À l’entracte je vais à la rencontre de l’auteur qui est assis dans la première rangée. Un millième de seconde me suffit pour voir l’intelligence dans son visage. On se donne rendez-vous dans un café le lendemain, histoire de pondre ce que vous avez présentement sous les yeux. Comme cet article doit être concis, j’achèverai mes descriptions du spectacle ici. Mis à part quelques numéros hors contexte, ce dont les comédiens n’ont pas à rougir considérant les thèmes éclatés, la réussite est totale. Je suis abasourdi. J’ai une pensée pour les foulosophes François Gourd et les membres de son équipe. Dans notre époque de magouille et d’inculture, il faut beaucoup de charisme pour organiser de si beaux événements.

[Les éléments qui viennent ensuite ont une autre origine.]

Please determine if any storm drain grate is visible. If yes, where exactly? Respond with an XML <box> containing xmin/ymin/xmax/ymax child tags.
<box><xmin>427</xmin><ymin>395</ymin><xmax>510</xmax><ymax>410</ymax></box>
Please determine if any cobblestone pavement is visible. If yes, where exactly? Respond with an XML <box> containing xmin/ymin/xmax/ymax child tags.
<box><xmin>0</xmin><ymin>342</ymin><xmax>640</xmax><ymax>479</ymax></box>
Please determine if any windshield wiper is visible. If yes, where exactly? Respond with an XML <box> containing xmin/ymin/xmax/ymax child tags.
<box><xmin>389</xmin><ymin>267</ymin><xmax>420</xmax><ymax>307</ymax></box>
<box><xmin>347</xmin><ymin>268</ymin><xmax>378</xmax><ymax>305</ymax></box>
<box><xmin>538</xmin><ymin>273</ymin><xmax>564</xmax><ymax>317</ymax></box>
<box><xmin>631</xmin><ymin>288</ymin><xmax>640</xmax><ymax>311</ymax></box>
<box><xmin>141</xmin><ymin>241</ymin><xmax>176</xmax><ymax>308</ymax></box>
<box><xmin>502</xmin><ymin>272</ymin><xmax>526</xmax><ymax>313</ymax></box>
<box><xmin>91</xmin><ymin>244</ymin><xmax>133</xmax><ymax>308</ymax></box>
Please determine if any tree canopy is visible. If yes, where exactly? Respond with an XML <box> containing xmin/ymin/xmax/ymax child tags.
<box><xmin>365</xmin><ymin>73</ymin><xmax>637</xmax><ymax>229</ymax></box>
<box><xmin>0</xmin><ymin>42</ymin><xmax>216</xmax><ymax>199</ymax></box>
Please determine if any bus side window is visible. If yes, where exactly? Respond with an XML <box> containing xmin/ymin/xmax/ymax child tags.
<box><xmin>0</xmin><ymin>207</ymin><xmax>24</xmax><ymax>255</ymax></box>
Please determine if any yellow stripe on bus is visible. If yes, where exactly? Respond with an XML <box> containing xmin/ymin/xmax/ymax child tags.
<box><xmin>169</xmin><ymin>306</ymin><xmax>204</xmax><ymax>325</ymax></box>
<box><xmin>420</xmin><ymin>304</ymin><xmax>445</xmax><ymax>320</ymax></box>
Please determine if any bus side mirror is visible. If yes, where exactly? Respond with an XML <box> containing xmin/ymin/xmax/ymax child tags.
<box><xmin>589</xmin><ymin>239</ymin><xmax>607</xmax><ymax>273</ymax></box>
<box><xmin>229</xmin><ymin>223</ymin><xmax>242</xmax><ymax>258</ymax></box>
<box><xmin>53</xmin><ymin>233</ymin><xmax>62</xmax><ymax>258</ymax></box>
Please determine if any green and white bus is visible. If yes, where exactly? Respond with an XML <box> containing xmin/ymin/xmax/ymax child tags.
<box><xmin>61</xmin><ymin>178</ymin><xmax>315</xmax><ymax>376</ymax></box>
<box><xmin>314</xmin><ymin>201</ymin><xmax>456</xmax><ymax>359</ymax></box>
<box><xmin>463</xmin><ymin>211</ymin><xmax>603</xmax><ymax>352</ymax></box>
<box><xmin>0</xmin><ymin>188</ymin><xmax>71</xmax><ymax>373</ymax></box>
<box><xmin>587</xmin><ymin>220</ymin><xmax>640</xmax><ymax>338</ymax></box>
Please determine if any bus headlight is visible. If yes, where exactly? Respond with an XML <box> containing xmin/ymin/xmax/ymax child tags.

Lundi le 1er avril, je suis un poisson dans un café orné de 2 têtes de rhinocéros. Serafini arrive, l’entrevue aura lieu. Luigi est architecte de formation mais il est un artiste de profession. Il mentionne avoir toujours griffonné et dessiné. Depuis sa naissance, la feuille blanche est l’une de ses distractions favorites. Aujourd’hui, il se définit comme un poète, une fonction que plusieurs jugent inutile mais qui, à ses yeux, a un rôle essentiel. Ce sont d’ailleurs fréquemment des jeux de mots et des calembours qui sont la source de ses œuvres d’arts. Il a régulièrement des visions très tôt le matin mais, pour être franc, tout ce qui l’entoure l’inspire.

Il est polyvalent car il sculpte la pierre, moule le plastique, coule des bronzes, manie l’huile, écrit des nouvelles et s‘éclate dans de nombreux domaines. Il a conçu de nombreuses installations dont plusieurs se retrouvent dans les lieux publics en Italie. Un poisson qui avale la tête d’un homme est localisé à l’entrée du métro à Naples. Une autre est située exactement sur la frontière entre l’Italie et la Suisse et elle représente une balançoire oscillant entre les 2 pays, à la manière d’une valse-hésitation. Ses huiles et ses bronzes s’inscrivent dans sa démarche surréaliste et font partie de nombreuses collections publiques et privées. Il a récemment réalisé une exposition ontologique (mot qu’il préfère à celui d’anthologique) au Pavillon des Arts Contemporains du musée de Milan. En fait, la liste des endroits où on l’a présenté est longue, résumons en mentionnant la Galerie nationale d’Art Moderne de Rome et la ‘Fondazione Mudima’ des arts contemporains de Milan. Il est tellement doué et polyvalent qu’il inspire beaucoup de gens. Une dizaine d’individus de grande réputation ont collaboré avec lui sur divers projets. Notons le plus célèbre d’entre eux, Philippe Decouflé, le metteur mise en scène des cérémonies d’ouverture et de clôture des Jeux olympiques d’Albertville en 1992. Ce dernier a imaginé une chorégraphie mêlant la danse et le chant en se basant sur le Codex Seraphinianus.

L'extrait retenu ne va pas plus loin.